Sneak was intrigued to read reports that the BBC is to screen a 'comedy drama' about the early days of the home computer industry in the UK, when men were men, computers were knocked up from kits that had to be soldered together at home, and software was almost invariably loaded from audio cassette tape.
The show is apparently to be called [bad pun alert] "Syntax Era", and will star comedians Alexander Armstrong as Clive Sinclair and Martin Freeman as Chris Curry, one of the founders of Acorn Computers.
Many of the reports Sneak has seen indicate the show's plot will centre on the rivalry between Sinclair and Acorn Computers for "home computer supremacy".
This isn't how Sneak recalls this period of IT history, it has to be said.

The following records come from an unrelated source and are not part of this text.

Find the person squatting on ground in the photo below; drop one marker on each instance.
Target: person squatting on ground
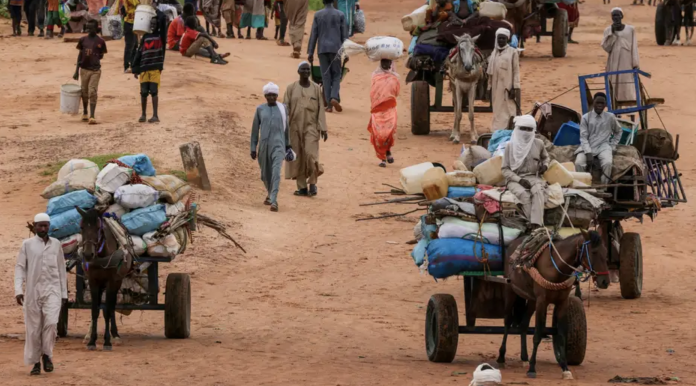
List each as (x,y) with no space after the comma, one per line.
(504,81)
(307,124)
(296,11)
(148,66)
(92,49)
(328,34)
(270,142)
(197,42)
(383,94)
(40,263)
(524,162)
(600,133)
(130,37)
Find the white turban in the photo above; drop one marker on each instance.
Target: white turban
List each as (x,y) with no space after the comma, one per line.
(271,88)
(521,142)
(41,217)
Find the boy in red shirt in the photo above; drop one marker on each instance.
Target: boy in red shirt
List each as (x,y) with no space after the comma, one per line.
(196,42)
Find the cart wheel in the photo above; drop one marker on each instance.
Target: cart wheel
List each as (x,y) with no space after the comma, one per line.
(559,40)
(177,306)
(631,266)
(420,108)
(63,321)
(660,25)
(441,328)
(576,344)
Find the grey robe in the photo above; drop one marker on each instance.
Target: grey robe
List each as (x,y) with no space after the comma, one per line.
(622,47)
(269,136)
(532,200)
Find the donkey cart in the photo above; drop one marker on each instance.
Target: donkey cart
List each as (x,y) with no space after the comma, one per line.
(177,298)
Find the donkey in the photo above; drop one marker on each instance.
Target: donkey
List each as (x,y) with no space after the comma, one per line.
(465,69)
(549,281)
(106,265)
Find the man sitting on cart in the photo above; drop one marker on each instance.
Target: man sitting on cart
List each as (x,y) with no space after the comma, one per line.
(600,133)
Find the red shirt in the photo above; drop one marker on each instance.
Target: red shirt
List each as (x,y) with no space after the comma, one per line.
(175,32)
(190,35)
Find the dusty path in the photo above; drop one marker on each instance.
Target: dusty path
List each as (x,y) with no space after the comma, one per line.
(320,299)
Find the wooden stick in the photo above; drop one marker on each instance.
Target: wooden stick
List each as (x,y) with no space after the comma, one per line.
(388,216)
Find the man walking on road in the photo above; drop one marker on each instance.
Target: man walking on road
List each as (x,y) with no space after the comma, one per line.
(307,123)
(40,263)
(328,33)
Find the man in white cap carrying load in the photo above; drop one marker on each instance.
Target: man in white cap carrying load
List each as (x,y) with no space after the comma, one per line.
(269,142)
(307,124)
(504,80)
(621,43)
(524,163)
(40,263)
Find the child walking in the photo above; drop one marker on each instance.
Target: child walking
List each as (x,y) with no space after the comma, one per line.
(92,49)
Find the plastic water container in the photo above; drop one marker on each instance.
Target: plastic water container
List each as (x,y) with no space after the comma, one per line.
(489,172)
(70,98)
(411,177)
(558,174)
(434,184)
(461,178)
(143,16)
(585,178)
(568,135)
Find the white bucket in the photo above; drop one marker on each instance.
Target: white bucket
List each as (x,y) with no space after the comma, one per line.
(143,16)
(70,98)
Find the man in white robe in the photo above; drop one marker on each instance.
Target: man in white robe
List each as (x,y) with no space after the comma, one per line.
(621,43)
(40,263)
(504,80)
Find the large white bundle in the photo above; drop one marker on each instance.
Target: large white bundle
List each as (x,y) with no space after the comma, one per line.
(135,196)
(113,177)
(164,247)
(376,48)
(77,164)
(455,228)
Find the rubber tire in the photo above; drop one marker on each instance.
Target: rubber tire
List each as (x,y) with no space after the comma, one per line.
(576,344)
(559,40)
(63,321)
(631,266)
(177,306)
(441,328)
(420,108)
(660,27)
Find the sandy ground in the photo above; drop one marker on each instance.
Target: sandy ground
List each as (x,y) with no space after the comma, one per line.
(320,299)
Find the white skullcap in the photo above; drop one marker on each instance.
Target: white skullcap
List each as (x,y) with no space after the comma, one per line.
(271,88)
(502,31)
(525,121)
(41,217)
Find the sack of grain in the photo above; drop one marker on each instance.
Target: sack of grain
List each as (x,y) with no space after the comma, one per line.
(135,196)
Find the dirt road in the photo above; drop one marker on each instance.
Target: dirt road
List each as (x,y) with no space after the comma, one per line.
(320,299)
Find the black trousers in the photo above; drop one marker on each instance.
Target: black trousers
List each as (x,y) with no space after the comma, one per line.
(131,45)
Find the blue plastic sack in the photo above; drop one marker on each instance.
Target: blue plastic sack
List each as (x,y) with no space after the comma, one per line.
(449,257)
(498,137)
(140,163)
(65,224)
(143,220)
(79,198)
(461,191)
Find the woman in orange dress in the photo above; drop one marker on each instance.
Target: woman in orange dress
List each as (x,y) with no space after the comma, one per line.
(382,127)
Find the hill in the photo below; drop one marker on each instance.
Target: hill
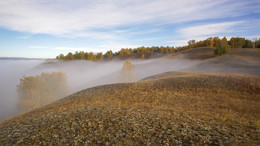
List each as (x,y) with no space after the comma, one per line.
(239,60)
(181,108)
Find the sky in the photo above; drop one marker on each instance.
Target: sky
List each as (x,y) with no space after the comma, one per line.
(47,28)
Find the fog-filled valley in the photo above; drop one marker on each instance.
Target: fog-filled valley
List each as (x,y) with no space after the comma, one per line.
(80,75)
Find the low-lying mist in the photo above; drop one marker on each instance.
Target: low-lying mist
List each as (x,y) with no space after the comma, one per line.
(80,75)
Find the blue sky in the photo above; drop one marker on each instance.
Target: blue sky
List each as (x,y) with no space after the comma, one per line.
(46,28)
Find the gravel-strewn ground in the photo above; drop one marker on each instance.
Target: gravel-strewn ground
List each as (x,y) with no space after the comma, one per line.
(170,109)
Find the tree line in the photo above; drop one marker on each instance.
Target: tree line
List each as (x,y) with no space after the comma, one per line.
(224,44)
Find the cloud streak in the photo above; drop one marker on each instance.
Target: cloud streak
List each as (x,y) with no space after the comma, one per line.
(82,18)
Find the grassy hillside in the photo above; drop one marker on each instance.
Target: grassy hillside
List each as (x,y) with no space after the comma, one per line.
(171,108)
(239,60)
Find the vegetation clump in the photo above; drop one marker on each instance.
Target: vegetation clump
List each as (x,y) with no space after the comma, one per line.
(143,52)
(222,47)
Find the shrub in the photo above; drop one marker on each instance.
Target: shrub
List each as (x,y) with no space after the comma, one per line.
(222,47)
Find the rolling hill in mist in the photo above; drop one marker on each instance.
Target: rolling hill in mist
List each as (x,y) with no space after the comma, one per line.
(191,97)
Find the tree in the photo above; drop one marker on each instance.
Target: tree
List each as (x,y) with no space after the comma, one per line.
(91,56)
(142,56)
(39,90)
(191,42)
(109,54)
(61,56)
(237,42)
(248,44)
(222,47)
(99,56)
(69,56)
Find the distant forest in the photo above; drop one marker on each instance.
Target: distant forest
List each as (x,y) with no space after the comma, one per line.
(143,52)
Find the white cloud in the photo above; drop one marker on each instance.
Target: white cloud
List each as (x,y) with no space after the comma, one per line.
(86,18)
(38,47)
(208,29)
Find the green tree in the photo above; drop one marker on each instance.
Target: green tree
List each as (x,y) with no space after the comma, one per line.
(99,56)
(248,44)
(222,47)
(69,56)
(109,54)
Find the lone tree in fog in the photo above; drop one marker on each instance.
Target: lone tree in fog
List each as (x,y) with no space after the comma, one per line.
(222,47)
(127,74)
(39,90)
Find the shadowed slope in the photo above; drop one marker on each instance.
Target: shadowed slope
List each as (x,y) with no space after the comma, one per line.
(170,108)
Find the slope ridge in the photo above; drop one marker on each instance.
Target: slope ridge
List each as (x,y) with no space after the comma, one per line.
(170,108)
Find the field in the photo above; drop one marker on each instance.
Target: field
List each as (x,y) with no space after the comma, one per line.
(176,108)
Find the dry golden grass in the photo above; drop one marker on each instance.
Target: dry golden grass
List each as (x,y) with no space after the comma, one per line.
(170,108)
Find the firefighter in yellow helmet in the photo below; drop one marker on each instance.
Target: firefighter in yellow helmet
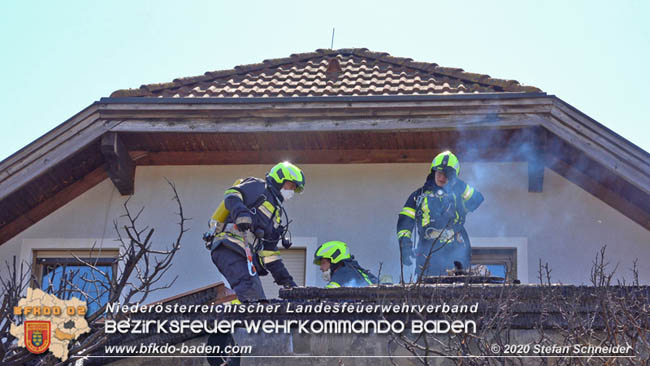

Sinclair's ZX Spectrum and Acorn's BBC Micro computers were aimed at very different ends of the computer market.
The 'Beeb' was regarded as the Rolls-Royce of home computers, as it had a full typewriter keyboard, video outputs for a TV and monitor, and an array of ports, including analogue-to-digital converter, disk drive interface, and even a set of chip sockets for plugging in add-on ROM chips that expanded its built-in software. It was a hobbyists' dream.
By contrast, the 'Speccy' was cheap and cheerful, with a rubbery keyboard and a single expansion port that simply brought out the processor bus signals to a connector at the back of the case. It was great for learning to program, playing games, and an introduction to the world of computers.
It would be difficult to decide which of the two was best, however. While the Beeb was clearly technically superior, the Spectrum was far more affordable and had many more software titles created for it. Which would you choose?
As to the "Syntax Era", don't you think that it's great that the BBC went out of its way to find so obvious a look-alike for Clive Sinclair?